In their seven-part STAT series, “Embedded Bias,” reporters Katie Palmer and Usha Lee McFarling unmasked a hidden architecture of racism in modern medicine: race-based clinical algorithms. These are tools clinicians use every day — calculators often embedded in electronic health records — to assess disease risk and guide treatment. And in case after case, the reporters found that these algorithms quietly disadvantage patients of color, particularly Black patients, frequently with fatal consequences.
The project began with a deceptively simple question: If race is a social construct, not a biological reality, why is it used so widely in medicine? From there, Palmer and McFarling spent over a year uncovering how these algorithms came to be, why they remain in use, and how deeply flawed the rationale for race adjustment often is — resting in many cases on outdated or erroneous slavery-era science. They discovered, startlingly, that these algorithms are not vestiges of the segregationist past but unintended consequences of the federal push in the 1990s to collect racial data in medical research.

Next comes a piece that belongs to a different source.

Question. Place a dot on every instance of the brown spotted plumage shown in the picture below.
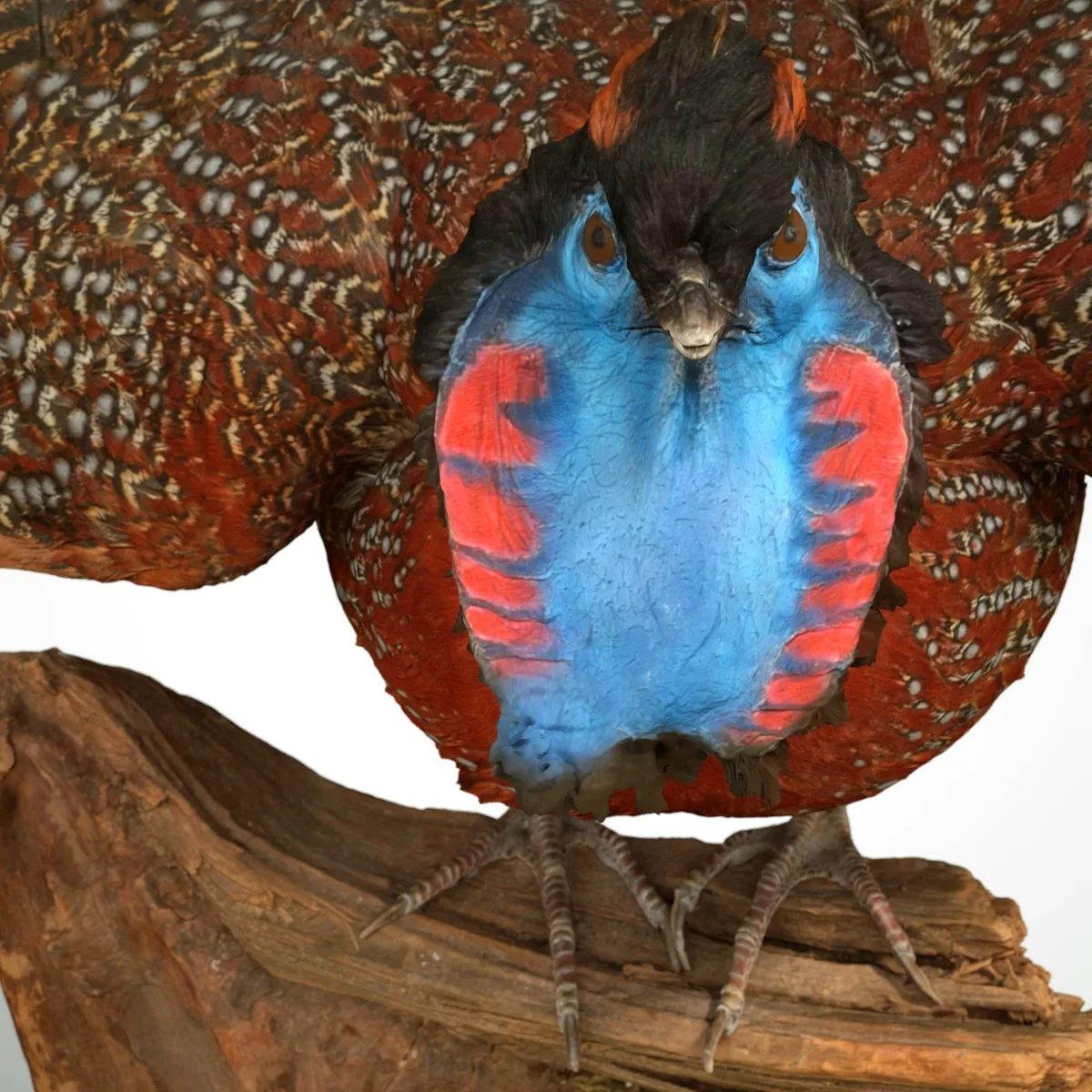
(219, 219)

As well-intentioned as that goal was, the downstream effect has been devastating. One example: kidney function calculators that “correct” results for Black patients in a way that artificially improves their kidney health score — thus disqualifying tens of thousands of people from transplant lists. Another: blood test thresholds derived from white populations, which led to many Black patients being mistakenly told they had leukemia.
The series paired sweeping investigative reporting with deeply human storytelling. Palmer and McFarling interviewed more than 100 clinicians, researchers, and patients. They reported on institutional resistance, including a secret meeting of nearly 100 Boston doctors wrestling with the political and scientific implications of changing the kidney algorithm. They uncovered internal battles that pitted ambitious young physicians and medical students against senior gatekeepers, revealing how hierarchy and academic politics often stand in the way of meaningful change.

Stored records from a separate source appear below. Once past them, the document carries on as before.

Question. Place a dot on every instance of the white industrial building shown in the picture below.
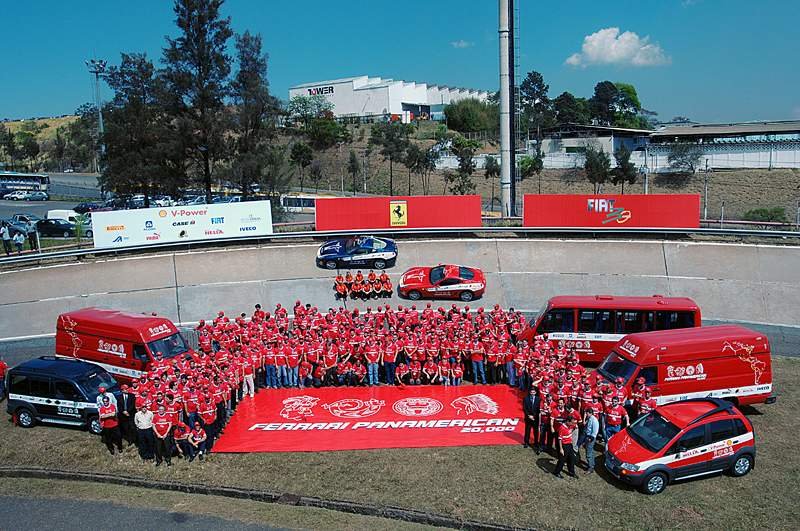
(367, 98)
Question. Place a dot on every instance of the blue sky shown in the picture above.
(710, 60)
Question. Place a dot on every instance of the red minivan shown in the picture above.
(124, 344)
(682, 440)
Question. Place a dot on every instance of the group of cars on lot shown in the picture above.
(26, 195)
(434, 282)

Working with STAT Data Editor J. Emory Parker and academic collaborators, they compiled the most complete public list to date of 48 race-based clinical algorithms still in use. They turned it into a searchable database that can be used by patients, policymakers, and medical professionals to identify and challenge biased practices in their own institutions.
This is journalism that marries scientific rigor with moral clarity. “Embedded Bias” has become a touchstone in the national conversation around equity in health care — not only exposing harms but pointing the way forward, by providing a roadmap to confront one of health care’s most persistent blind spots: the hidden coding of race into the machinery of diagnosis and treatment.